At power-on reset 601, start-up timer is activated 602. The processor 110 starts a boot load sequence 603. If the boot load sequence is complete in a timeframe before the timer expires 604, the processor 110 executes the software application 608. The processor 110 reads 609 the latches 112, and resets 610 the latches 112. The processor 110 then configures 611, the operations timer. If the operations timer is not configured before the start-up timer expires, the start-up circuit 111 writes the source of the reset to the latches 112 (i.e., the operations circuit 113) and asserts a reset 605. Configuring the operations circuit 113 may include enabling and setting the operations timer. The operations circuit is presumed to have been successfully configured 612 if a strobe signal 120 is received at the operations circuit 113. If the strobe signal 120 is not received, the start-up circuit asserts a reset 605.

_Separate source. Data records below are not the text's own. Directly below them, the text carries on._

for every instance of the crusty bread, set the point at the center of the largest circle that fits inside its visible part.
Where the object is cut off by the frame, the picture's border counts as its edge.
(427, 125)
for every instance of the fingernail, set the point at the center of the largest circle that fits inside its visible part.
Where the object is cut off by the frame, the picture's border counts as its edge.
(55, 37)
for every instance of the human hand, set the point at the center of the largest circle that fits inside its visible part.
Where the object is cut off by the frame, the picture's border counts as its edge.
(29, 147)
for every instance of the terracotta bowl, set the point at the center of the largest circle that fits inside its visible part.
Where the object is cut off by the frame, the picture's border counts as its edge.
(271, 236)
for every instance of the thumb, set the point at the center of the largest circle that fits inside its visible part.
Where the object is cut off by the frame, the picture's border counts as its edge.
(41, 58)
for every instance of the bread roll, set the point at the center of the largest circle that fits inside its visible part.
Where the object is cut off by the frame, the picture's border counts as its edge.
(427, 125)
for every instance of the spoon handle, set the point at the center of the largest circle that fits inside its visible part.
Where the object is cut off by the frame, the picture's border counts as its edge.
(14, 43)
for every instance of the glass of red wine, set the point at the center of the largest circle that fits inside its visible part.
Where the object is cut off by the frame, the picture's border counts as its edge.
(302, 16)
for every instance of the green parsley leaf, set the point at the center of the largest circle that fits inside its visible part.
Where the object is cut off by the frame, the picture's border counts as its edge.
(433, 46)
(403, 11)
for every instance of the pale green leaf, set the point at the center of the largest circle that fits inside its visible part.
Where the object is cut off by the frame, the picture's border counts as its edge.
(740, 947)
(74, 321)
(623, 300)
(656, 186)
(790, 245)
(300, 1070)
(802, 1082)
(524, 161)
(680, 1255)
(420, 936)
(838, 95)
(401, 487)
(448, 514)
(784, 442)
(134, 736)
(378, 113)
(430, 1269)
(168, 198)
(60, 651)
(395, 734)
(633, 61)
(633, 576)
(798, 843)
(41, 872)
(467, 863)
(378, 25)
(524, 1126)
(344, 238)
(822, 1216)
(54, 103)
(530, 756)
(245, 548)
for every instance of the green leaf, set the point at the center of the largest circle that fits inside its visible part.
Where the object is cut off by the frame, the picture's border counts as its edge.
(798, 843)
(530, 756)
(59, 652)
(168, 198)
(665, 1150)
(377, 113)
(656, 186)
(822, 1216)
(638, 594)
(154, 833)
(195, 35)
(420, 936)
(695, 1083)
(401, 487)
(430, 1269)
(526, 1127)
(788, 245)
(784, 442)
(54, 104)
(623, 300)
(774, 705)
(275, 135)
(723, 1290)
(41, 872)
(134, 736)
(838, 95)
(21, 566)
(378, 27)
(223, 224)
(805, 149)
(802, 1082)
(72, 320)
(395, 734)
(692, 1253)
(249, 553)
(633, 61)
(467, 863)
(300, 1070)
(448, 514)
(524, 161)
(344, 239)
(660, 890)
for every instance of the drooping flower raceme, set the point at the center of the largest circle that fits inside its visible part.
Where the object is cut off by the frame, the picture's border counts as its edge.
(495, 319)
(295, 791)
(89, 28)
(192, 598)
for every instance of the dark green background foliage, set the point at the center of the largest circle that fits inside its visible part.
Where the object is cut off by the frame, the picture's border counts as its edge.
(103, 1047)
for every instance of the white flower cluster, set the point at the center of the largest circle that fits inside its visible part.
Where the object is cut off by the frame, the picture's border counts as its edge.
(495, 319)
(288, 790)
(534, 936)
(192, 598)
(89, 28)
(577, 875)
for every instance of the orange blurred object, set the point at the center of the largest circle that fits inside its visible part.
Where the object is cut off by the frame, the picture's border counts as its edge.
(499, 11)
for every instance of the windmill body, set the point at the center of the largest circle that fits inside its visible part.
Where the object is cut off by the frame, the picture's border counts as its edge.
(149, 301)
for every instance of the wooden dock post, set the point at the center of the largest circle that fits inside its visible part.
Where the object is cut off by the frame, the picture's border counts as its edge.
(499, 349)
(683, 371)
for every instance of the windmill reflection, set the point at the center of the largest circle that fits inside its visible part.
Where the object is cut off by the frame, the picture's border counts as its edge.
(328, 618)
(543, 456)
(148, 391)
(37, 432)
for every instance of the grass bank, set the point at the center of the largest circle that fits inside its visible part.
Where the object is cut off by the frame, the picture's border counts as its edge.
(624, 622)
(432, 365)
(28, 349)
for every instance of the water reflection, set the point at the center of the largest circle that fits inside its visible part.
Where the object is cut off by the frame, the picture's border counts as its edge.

The processor 110 is connected to the operations circuit 113 and a start-up circuit 111 (both located within the dual timer 101) by a strobe signal 120. The processor 110 is also communicatively coupled to the operations circuit 113 by a serial interface 125. The start-up circuit 111 and the operations circuit 113 are coupled to the processor 110 by a reset signal 121. The processor 110 is also coupled to latches 112 through a reset indicator signal 123. The reset indicator signal 123 may be received at latches 112 by the operations circuit 113 and/or the start-up circuit 111.
The processor 110 is configured to disable the start-up circuit 111 using a disable signal 124.
In some examples, the operations timer may be configured by the processor using GPIOs 806.
In some examples, the operations circuit 113 may be enabled or disabled by an external enable disable circuit 803.
In some examples, an AND logic 802 is used to combine the power good signal 207, a start-up reset signal 121a, and an operations reset signal 121b to output reset signal 121 to the processor 110.
In some examples, a start-up reset indicator signal 123a and an operations reset indicator signal 123b are coupled to each of the start-up circuit 111 and the operations circuit 113.
In some examples, the power-on latch reset 801 is coupled to the start-up circuit 111 and the operations circuit 113. The power-on latch reset 801 is configured to reset the start-up latch 112A and the operations latch 112B.
In some examples, the method includes writing to a first memory element 112A, an indication of the source of the reset signal 121 asserted by a first circuit 111 associated with the first timer 111 and writing, to a second memory element 112B, an indication of the source of the reset signal 121 asserted by a second circuit 113 associated with the second timer 113.
The present disclosure may, of course, be carried out in other ways than those specifically set forth herein without departing from essential characteristics of the disclosure. The present embodiments are to be considered in all respects as illustrative and not restrictive, and all changes coming within the meaning and equivalency range of the appended claims are intended to be embraced therein.